美術ライターの橋本麻里さんは、民間の動画配信会社が無観客展示となった美術展の会場からの生放送で司会を務めています。同企業はこれまでも美術展の生放送を行ってきましたが、新型コロナで多数の美術館が休館せざるを得ない状況を前にして、できることはないかと、制作・配信の費用を自社負担としました。

生放送は無償で提供されているので、一般の視聴者はオンラインで誰でも“美術館を体験”できます。生放送にしたことで、美術館に行きたいけど行けない一般の人々と、思いを込めて準備した展示を見せられない学芸員との間でダイレクトなコミュニケーションが可能になり、オンラインでありながら共有感覚や臨場感が生まれました。
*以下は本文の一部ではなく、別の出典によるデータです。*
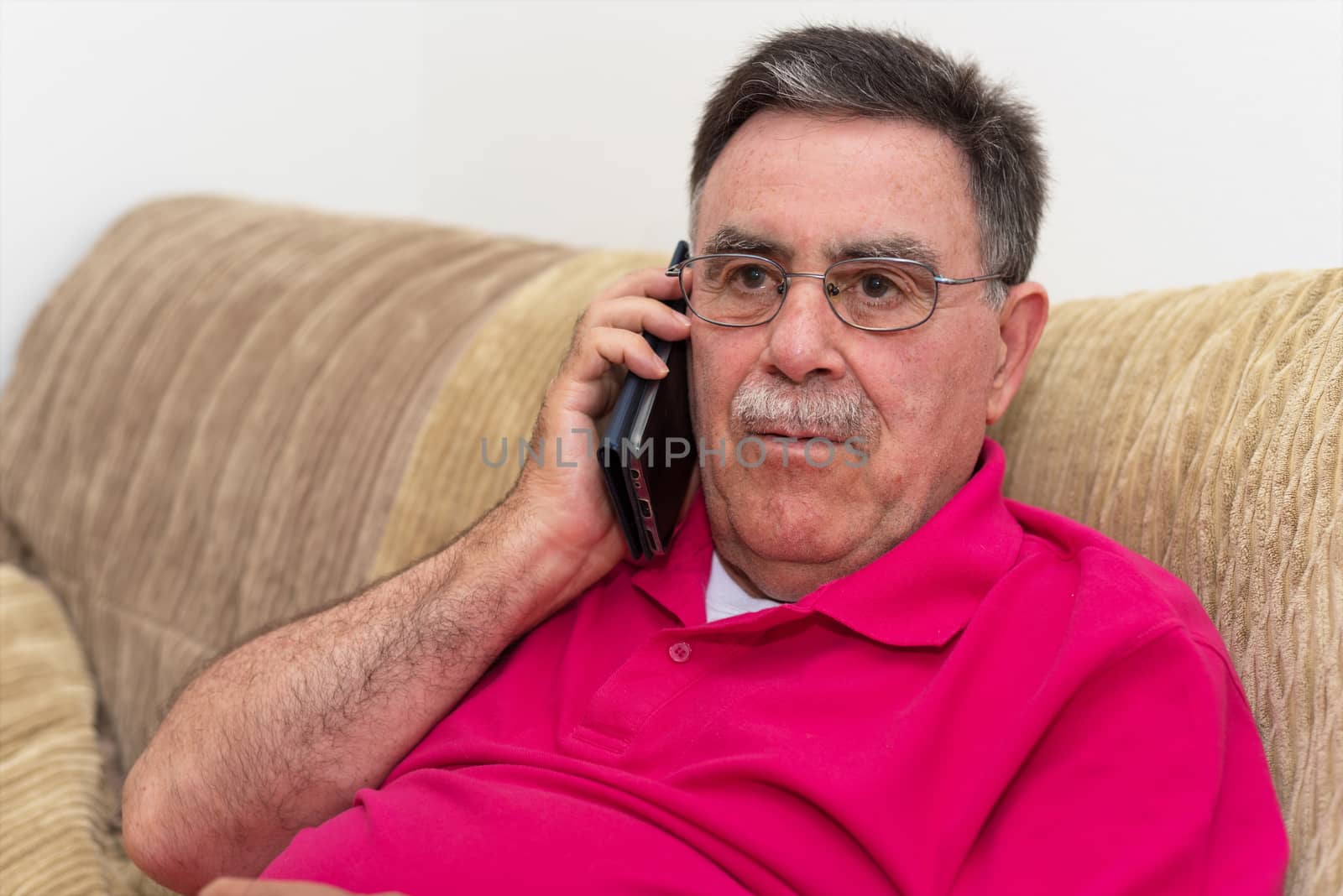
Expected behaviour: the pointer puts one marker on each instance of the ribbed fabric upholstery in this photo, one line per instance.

「もともと弊社ではアートをそれまであまり観なかった方たちにも関心を持っていただける入り口をつくりたいと、この事業を行ってきました。美術の新しい視聴体験のひとつとなってもらえたら」(株式会社ドワンゴniconico事業本部 高橋 薫さん)。中継をしてほしいという相談は、5月半ばまでに各地の美術館から数十件に上ったといいます。
「その全部をフォローすることはできないのですが、緊急事態宣言が解かれたといっても入場制限は続くわけですし、この取り組みは当面続けていきます」

それぞれの模索

その他、茶道家の千宗屋さんは茶を点てて独服したり身近な家族に振る舞う様子の写真をたくさんの人と投稿し合う試み「一服チャレンジお茶碗バトン」をSNSを通じて始め、これは海外にも輪が広がっています。写真評論家の飯沢耕太郎さんは動画投稿サイトで写真解説番組「飯沢耕太郎の写真集千夜一夜」を独自に生配信。作家で原田マハさんは、香港在住のキュレーターとネットの同時中継でトークライブを行いました。現代アーティストグループの「目」は、自宅待機中の子どもが親と一緒に取り組めるアートワークショップのプログラムをオンラインから配布しました。それぞれがこの時間と状況を「次につなげる」模索に使いました。

美術館体験の拡張

アンケートに基づき、追加で取材させていただいた方々に共通していたのは、新型コロナがきっかけで始めた取り組みではあるものの、結果的に「新しい美術館体験」を探求するきっかけにもなったというコメントでした。時間が経って振り返ったときに、 “美術館体験を拡張させる”萌芽があのときに起きた、と語られるようになるのかもしれません。